Instantly I asked myself some pressing questions. How did those house arrested earthlings get food and beverages ? I suppose the weak ones systematically disappear because there’s no medical care available? Electricity, water and other utilities will malfunction after a while ? How is it possible that the partying gang can still consume alcohol ? The way the implants can be switched off briefly, is so simplistic that it seems unlikely. And scientists and rational people are seemingly deported first, so that they couldn’t come up with this solution. And apparently Mr. Smythe (Ben Kingsley) still doesn’t know how the brainwashing machine works, otherwise it wouldn’t knock him out all of a sudden. And finally I was wondering who the hell would read the message in those tennis balls, since no one can leave his home.
The recurrent fact that’s always used in youth films is again applicable here. The youngsters become true heroes after straightening the crooked, threatening situation and thus save the world from further disaster. Once again the adults are just a gang of morons who aren’t able to solve these problems in a rational and intellectual way. Sean Flynn also happens to have an incomprehensible force. Live with it and don’t try to comprehend it.
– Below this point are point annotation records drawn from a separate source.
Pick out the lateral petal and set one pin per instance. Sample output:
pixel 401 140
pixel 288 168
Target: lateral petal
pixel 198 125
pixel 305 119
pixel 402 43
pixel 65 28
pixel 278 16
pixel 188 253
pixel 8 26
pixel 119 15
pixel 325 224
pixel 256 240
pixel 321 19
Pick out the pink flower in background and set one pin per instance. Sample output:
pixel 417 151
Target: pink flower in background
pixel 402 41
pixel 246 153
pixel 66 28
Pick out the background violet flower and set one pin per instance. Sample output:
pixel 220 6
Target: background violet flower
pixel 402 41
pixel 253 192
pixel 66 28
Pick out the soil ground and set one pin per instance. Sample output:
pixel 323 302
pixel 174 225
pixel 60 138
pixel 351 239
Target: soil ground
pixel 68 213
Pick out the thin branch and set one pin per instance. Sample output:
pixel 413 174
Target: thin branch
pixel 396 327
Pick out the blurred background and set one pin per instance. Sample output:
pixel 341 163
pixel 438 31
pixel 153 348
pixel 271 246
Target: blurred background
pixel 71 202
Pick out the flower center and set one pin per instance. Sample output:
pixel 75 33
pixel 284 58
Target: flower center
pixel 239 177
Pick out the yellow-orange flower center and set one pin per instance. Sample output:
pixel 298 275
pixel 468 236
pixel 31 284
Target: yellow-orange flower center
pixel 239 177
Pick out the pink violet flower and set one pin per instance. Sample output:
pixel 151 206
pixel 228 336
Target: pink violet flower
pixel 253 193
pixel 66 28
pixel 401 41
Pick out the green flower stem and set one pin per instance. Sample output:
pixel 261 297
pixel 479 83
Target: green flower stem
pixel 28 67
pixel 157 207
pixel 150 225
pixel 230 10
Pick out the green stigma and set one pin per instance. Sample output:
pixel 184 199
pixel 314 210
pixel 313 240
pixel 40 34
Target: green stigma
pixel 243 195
Also there’s the strange fact that the superior robot (also known as the “Mediator”) can keep an eye on a whole network of robots, but isn’t able to control this individual. I thought this was a bit exaggerated. But it fits in this rather illogical story. Kingsley does not play a memorable role, but he can demonstrate his “wounded self-esteem expression” again. Anderson still looks sensual. There isn’t much more to say about her. Sean (Callan McAuliffe) plays the hero. Enough said. Nathan (James Tarpey) is the irritating member of the group. A windbag who turns out to be a wimp when the going gets tough. And Alex (Ella Hunt) represents the feminine gender and is of no further significance (besides a “Sleeping Beauty” moment at the end). The only amusing acting performance is that of Milo Parker as the little Connor. Brilliant how he can overpower a small group of adults just by using flares. And he’s clever too ! I didn’t know Stannum was Latin for tin.
Ultimately, this is a ignorable movie that really aims at a niche segment of the movie audience. It might be a bit too frightening for the really young kids. And a bit too childish for the older kids. And for us adults, it’s completely bland and backward. But are you a “Dr. Who “fan and you’re hooked on old-fashioned-looking lego-blocks-like robots, this adventure film for kids might be able to entertain you. However, this was not for me.